These stuffed peppers are filled with Arborio rice, tomatoes, green onions, and feta cheese, then roasted to perfection.
Prep
27 min
Cook
102 min
Servings
Difficulty
Hard
Ingredients
1 cup water
0.5 cups uncooked Arborio rice
2 greens bell peppers
, halved and seeded
1 tablespoon olive oil
2 greens onions
, thinly sliced
1 teaspoon dried basil
1 teaspoon Italian seasoning
1 teaspoon salt
1 pinch ground black pepper
1 tomato
, diced
0.5 cups crumbled feta cheese
Instructions
1
Preheat the oven to 400 degrees F (200 degrees C). Lightly grease a baking sheet.
2
Bring water to a boil in a medium saucepan. Stir in rice.
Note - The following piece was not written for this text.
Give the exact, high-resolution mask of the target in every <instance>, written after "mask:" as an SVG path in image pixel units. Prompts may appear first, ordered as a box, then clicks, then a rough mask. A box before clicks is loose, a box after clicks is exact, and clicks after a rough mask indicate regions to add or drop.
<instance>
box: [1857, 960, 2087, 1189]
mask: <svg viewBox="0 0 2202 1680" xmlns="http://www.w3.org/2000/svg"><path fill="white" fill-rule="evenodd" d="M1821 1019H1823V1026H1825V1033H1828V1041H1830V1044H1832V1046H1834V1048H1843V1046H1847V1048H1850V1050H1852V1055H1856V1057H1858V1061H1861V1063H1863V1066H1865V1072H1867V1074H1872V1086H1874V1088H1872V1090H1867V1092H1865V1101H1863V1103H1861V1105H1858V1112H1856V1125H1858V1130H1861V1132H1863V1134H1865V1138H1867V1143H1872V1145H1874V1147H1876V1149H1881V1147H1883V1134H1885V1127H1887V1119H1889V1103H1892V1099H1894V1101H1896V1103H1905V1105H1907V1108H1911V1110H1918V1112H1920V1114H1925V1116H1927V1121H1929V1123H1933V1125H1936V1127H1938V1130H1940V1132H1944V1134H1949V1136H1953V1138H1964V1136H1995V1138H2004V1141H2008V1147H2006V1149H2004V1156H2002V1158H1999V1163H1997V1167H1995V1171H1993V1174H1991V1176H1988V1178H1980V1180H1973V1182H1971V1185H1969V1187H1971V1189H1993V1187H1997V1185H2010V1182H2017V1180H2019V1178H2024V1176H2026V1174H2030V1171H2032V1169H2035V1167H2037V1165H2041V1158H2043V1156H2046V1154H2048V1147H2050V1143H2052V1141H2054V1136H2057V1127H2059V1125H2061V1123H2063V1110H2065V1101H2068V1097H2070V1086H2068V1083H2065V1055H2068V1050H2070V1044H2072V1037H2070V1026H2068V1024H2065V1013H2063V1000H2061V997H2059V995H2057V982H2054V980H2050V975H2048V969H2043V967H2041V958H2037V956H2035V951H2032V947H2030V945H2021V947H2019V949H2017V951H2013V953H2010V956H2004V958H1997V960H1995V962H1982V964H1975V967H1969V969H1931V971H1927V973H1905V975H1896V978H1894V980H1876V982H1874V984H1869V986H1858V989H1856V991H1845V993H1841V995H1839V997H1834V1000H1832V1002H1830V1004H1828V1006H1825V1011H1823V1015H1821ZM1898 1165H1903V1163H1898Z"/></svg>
Reduce heat, cover, and simmer until liquid is absorbed, about 20 minutes. Remove from heat and set aside.
3
Meanwhile, place peppers cut-side down on the prepared baking sheet. Roast in the preheated oven until tender and skin begins to brown, 25 to 30 minutes.
4
While peppers are roasting, heat oil in a medium skillet over medium-high heat. Cook and stir onions, basil, Italian seasoning, salt, and pepper in oil for 2 to 3 minutes.
5
Stir in tomato and cook for 5 minutes. Spoon in cooked rice and stir until heated through.
6
Remove from heat, mix in feta cheese, and spoon mixture into pepper halves.
7
Return peppers to the oven until warmed through, about 5 minutes.